I highly recommend clicking over to the Orlando Sentinel to read the whole thing. It's worth it. After you've read it, pass the link to your friends, and advise them to remember it in November when they exercise their franchise!
Peter
3 comments:
The business I run is slow this week, and last. Looking back into historical data, I find it's always slow this time of year.
I asked everyone I can think to ask, who might have an inkling why. No one has a clue.
The best and brightest cannot tell me why this lube shop is always slow these few weeks a year. Knowing that, I doubt they can reliably predict an entire economies worth of insanity.

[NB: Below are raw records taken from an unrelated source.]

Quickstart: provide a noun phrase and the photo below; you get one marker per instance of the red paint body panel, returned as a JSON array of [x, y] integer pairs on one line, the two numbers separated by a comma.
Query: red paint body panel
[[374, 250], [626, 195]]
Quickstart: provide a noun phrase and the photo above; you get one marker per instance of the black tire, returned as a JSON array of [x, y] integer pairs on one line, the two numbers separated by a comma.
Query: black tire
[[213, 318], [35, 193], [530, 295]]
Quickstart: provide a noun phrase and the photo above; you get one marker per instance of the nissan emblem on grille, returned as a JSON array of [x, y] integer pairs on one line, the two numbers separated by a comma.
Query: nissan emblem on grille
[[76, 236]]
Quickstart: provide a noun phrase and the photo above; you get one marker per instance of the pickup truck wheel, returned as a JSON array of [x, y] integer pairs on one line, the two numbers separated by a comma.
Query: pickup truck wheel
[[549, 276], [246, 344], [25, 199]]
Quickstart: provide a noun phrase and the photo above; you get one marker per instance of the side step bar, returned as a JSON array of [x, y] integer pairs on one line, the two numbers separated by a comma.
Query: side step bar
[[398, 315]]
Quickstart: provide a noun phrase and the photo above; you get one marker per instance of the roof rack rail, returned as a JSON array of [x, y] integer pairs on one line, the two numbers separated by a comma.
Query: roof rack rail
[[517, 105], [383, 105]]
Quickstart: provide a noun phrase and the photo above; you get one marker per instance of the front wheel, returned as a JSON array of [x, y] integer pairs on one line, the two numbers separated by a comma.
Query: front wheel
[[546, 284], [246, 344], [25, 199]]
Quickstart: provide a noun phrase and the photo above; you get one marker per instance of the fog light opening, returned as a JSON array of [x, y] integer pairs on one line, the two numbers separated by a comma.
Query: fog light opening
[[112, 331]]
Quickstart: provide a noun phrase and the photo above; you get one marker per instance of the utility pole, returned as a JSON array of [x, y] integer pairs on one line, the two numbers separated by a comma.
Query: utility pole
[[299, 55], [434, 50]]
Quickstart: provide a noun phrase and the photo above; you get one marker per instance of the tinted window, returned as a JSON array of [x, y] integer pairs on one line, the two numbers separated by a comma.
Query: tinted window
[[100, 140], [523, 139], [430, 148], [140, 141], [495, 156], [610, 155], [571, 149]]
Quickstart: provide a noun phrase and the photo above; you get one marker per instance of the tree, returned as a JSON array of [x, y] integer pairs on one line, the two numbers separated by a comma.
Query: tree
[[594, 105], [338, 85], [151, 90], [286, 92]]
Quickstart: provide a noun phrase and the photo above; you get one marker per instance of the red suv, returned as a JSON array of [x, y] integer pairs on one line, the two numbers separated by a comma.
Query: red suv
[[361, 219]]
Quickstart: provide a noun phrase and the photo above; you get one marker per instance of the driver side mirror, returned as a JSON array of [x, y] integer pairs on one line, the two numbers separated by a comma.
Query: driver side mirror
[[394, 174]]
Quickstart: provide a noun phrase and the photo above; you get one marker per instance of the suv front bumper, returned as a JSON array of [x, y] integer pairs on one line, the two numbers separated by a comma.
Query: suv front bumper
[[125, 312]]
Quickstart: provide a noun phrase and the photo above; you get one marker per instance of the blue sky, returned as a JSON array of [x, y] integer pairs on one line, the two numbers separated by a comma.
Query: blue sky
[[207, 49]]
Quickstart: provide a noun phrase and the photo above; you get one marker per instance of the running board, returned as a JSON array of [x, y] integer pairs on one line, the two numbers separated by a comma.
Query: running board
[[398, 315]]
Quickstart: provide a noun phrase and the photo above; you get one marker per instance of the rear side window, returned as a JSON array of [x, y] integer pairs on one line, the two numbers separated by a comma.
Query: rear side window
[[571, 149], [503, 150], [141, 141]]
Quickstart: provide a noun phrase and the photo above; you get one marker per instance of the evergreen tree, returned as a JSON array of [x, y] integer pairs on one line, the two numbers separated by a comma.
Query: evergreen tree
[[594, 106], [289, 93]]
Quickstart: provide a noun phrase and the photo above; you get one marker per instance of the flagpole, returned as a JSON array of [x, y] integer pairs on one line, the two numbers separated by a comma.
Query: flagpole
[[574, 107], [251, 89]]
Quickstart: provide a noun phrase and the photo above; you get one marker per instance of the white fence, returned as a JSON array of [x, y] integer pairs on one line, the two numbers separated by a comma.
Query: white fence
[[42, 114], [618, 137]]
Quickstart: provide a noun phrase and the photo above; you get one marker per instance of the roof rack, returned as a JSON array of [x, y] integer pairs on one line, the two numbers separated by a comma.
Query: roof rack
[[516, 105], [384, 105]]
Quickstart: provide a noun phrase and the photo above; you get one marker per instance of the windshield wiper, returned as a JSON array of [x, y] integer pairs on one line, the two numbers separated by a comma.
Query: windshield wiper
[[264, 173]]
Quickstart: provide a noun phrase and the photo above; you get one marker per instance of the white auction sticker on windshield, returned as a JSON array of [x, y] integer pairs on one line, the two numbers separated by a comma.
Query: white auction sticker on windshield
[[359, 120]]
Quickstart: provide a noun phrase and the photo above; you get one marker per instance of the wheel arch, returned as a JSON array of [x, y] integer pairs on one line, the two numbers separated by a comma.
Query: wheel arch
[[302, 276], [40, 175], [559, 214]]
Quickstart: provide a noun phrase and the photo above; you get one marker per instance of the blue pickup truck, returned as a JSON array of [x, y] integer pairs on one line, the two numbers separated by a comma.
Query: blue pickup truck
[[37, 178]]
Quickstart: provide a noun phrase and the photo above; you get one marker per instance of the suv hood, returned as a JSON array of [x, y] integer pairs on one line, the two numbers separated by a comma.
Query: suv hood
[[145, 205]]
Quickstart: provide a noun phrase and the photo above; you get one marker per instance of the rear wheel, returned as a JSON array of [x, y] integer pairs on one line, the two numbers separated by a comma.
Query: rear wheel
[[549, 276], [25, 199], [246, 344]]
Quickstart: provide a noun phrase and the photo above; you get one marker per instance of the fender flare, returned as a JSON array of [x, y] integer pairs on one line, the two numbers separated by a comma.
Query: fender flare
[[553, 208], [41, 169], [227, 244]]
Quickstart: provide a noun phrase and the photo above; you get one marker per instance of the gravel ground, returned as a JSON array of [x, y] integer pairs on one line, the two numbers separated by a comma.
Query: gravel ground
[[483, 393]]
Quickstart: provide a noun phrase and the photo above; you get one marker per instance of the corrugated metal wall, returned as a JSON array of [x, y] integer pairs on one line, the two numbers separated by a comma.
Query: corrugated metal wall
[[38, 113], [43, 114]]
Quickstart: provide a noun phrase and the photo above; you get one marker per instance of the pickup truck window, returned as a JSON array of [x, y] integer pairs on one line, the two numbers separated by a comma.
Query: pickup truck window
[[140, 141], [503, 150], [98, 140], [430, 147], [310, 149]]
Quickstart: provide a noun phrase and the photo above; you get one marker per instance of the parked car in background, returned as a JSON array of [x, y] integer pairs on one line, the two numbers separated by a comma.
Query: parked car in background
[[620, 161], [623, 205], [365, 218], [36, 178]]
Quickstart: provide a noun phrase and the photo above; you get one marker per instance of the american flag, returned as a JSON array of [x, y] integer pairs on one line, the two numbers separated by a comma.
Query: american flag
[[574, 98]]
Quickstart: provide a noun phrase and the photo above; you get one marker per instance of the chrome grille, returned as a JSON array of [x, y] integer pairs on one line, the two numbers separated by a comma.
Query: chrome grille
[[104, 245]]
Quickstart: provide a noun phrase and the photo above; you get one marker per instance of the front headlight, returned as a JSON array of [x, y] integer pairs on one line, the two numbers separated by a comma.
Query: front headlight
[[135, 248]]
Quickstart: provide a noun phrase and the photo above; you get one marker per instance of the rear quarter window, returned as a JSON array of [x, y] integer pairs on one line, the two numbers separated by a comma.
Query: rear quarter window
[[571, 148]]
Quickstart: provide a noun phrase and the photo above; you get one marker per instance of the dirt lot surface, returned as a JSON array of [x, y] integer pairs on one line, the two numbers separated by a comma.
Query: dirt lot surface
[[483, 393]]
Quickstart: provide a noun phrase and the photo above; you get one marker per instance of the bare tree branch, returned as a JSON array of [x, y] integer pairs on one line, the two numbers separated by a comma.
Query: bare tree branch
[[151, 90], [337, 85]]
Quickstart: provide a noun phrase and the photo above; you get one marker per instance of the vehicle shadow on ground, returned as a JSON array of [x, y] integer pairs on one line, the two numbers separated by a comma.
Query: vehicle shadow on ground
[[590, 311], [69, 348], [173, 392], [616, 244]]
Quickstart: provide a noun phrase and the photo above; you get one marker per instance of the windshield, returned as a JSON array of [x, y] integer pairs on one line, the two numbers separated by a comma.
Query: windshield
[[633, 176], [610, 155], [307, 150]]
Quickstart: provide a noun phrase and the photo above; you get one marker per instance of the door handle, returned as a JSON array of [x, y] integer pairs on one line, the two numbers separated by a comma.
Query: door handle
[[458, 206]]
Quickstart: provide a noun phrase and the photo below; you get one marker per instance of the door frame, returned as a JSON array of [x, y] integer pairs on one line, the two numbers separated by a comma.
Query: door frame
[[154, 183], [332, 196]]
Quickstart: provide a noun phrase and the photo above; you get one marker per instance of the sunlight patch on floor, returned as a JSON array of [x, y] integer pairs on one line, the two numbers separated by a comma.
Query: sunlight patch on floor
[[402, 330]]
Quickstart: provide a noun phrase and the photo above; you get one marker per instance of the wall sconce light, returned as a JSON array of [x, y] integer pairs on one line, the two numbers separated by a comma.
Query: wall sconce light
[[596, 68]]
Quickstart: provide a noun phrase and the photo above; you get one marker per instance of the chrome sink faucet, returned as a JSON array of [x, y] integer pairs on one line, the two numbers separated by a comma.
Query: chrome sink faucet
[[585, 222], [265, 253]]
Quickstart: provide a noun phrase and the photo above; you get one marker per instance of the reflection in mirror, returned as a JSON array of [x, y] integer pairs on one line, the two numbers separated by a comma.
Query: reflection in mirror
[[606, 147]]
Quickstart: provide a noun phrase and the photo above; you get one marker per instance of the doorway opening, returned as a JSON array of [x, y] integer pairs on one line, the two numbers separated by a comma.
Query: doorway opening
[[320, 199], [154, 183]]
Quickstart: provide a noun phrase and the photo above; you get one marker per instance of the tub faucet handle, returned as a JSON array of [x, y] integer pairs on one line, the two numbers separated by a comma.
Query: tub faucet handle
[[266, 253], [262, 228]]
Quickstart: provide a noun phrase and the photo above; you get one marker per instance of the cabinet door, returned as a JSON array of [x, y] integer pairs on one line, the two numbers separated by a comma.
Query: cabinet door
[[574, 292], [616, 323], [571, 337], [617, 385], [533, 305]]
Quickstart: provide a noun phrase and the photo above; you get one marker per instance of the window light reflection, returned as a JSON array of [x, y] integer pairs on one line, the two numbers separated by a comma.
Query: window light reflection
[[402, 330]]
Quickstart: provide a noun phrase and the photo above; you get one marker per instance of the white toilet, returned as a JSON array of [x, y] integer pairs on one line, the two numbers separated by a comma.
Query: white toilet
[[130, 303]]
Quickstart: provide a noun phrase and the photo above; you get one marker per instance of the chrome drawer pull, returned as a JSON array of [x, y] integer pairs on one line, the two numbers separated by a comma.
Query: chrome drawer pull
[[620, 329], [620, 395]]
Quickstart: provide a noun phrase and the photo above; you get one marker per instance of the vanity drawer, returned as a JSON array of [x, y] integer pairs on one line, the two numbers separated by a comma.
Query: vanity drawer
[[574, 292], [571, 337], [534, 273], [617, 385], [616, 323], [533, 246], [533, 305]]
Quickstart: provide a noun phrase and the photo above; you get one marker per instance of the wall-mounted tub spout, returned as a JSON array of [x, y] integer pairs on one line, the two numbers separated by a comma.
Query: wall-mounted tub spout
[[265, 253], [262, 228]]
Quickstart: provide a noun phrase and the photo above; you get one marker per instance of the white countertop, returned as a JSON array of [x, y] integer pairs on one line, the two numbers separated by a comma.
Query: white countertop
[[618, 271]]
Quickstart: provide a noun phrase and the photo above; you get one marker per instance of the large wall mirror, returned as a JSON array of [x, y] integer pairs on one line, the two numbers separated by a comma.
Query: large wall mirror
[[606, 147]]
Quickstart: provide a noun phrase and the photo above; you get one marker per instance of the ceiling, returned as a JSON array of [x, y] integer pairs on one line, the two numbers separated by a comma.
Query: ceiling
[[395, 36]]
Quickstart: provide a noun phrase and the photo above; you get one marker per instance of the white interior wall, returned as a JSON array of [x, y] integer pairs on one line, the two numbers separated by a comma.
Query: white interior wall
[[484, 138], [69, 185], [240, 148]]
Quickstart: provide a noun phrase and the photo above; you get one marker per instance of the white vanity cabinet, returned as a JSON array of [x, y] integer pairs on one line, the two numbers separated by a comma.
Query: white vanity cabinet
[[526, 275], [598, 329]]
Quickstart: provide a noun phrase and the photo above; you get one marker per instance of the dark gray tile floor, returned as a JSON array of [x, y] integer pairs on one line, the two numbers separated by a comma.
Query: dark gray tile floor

But a car that's already three quarters over the cliff....not much problem predicted what happens next.
I don't understand how deflation is more of an issue than inflation. I just don't. How can the value of the dollar increase, when we are creating new ones out of thin air?
What anon 845 just said, plus this simple observation: if housing prices are deflating while food and energy are inflating (and they are, and they will continue to), all that means is the answer to his rhetorical question (what is the biggest single cost of living today?) changes.
It doesn't matter to the trucking company who brings food to your store if their rent goes down, if they can't make enough money to cover the costs of their fuel and other operational costs. If they can't food disappears from the shelves.